WWW" and "The web" redirect here. For other uses of WWW, see WWW (disambiguation). For other uses of web, see Web (disambiguation).
The World Wide Web (abbreviated as WWW or W3,[1] commonly known as the Web) is a system of interlinked hypertext documents that are accessed via the Internet. With a web browser, one can view web pages that may contain text, images, videos, and other multimedia and navigate between them via hyperlinks.

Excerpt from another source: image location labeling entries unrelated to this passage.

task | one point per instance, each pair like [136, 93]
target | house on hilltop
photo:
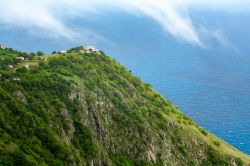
[89, 49]
[2, 46]
[20, 58]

Tim Berners-Lee, a British computer scientist and former CERN employee,[2] and Belgian computer scientist Robert Cailliau are considered the inventors of the Web.[3][4][5][6] On March 12, 1989,[7] Berners-Lee wrote a proposal for what would eventually become the World Wide Web.[8] The 1989 proposal was meant for a more effective CERN communication system but Berners-Lee eventually realised the concept could be implemented throughout the world.[9] Berners-Lee and Belgian computer scientist Robert Cailliau proposed in 1990 to use hypertext "to link and access information of various kinds as a web of nodes in which the user can browse at will",[10] and Berners-Lee finished the first website in December of that year.[11] The first test was completed around 20 December 1990 and Berners-Lee reported about the project on the newsgroup alt.hypertext on 7 August 1991.[12]